- Born: 1965 (age 60–61) Czech Republic
- Education: Cornell University (B.S.), Harvard University (Ph.D.)
- Scientific career
- Fields: Neuroscience
- Workplaces: Janelia Research Campus Allen Institute
- Website: www.janelia.org/lab/svoboda-lab

= Karel Svoboda (scientist) =

Czech neuroscientist (born 1965)

Karel Svoboda (born 1965) is a neuroscientist. His research focuses on the question of how the neural circuits of the brain produce behavior. He has also performed notable work in molecular biophysics, neurotechnology, and neuroplasticity, particularly changes in the brain due to experience and learning. In 2021, he became the Vice President and Executive Director of the Allen Institute for Neural Dynamics.

==Education==
Svoboda was born in 1965 in what is now the Czech Republic.
Svoboda received his bachelor's degree in physics from Cornell University. He then studied biophysics at Harvard University and received his Ph.D. in 1994, working with Steven Block and Howard Berg.
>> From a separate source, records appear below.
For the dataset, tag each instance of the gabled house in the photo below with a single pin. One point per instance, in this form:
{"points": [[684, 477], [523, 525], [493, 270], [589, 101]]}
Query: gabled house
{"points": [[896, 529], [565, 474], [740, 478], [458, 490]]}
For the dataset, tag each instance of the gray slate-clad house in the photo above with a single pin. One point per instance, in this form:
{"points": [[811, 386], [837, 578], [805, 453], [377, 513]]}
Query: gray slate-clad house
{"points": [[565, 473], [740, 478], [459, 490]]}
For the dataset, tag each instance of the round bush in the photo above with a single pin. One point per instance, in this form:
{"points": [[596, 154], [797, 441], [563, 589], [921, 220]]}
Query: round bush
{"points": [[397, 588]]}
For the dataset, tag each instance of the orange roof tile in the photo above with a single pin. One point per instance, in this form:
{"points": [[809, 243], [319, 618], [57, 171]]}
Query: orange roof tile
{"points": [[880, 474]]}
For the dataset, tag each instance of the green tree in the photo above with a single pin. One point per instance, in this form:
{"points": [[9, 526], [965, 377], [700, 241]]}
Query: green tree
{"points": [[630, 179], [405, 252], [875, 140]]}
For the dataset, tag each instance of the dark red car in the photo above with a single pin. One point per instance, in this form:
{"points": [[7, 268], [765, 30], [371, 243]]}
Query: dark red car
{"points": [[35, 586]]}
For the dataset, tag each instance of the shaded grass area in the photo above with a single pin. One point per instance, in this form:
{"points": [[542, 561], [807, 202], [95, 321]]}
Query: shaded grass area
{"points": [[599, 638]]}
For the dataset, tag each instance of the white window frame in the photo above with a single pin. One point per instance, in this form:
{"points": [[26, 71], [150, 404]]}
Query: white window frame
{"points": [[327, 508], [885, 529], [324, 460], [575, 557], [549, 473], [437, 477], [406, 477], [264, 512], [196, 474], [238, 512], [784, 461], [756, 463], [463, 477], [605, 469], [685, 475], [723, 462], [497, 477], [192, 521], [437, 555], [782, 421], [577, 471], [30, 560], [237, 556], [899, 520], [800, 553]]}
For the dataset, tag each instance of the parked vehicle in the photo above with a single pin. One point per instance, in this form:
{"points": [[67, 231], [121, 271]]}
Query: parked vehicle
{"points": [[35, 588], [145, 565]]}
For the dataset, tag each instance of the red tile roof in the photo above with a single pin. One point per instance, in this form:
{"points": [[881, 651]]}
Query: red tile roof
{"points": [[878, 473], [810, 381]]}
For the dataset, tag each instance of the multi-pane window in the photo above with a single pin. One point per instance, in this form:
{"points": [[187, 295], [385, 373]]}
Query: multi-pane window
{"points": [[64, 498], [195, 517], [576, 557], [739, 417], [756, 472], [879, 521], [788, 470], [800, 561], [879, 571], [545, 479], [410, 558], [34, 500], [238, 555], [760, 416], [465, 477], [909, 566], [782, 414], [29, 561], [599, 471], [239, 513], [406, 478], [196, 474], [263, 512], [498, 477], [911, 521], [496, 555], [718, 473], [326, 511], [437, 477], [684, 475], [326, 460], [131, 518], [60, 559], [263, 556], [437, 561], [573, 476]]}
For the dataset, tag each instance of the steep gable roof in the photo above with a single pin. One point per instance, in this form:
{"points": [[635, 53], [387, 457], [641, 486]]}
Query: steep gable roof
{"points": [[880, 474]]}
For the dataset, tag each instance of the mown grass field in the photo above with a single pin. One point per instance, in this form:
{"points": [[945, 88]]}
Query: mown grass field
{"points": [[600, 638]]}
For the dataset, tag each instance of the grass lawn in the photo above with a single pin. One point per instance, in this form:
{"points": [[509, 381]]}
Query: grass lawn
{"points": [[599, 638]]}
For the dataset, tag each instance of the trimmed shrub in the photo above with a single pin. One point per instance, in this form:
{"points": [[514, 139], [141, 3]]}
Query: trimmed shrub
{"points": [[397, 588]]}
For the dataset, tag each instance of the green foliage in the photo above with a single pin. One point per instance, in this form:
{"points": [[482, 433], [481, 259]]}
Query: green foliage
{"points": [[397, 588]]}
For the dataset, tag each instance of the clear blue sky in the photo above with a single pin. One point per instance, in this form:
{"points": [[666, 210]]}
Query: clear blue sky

He was a postdoctoral fellow at Bell Laboratories with Winfried Denk and David Tank.

==Academic career==
Svoboda was a professor at the Cold Spring Harbor Laboratory between 1997 and 2006 and was a Howard Hughes Medical Institute Investigator. He became a group leader at HHMI's then-new Janelia Research Campus when it opened in 2006. Svoboda is also an investigator with the Simons Foundation's Collaboration on the Global Brain.

As a graduate student, Svoboda performed measurements of the tiny steps and forces of single kinesin molecules. Svoboda's research group studies neuroplasticity by measuring the effects of experience and learning on neural connectivity. The group is particularly interested in somatosensation and short-term memory, studied in mice. The group also develops experimental methods for studying neural circuits in live animals and in tissues, and is particularly noted for its work in high-resolution optical imaging.

==Awards and honors==
- Society for Neuroscience Young Investigator award (2004)
- Gill Young Investigator Award (2009)
- Lawrence C. Katz Prize, Duke University (2014)
- National Academy of Sciences (2015)
- Grete Lundbeck European Brain Research Prize (2015) (often known as the Brain Prize) by the Lundbeckfonden, a foundation supported by Lundbeck.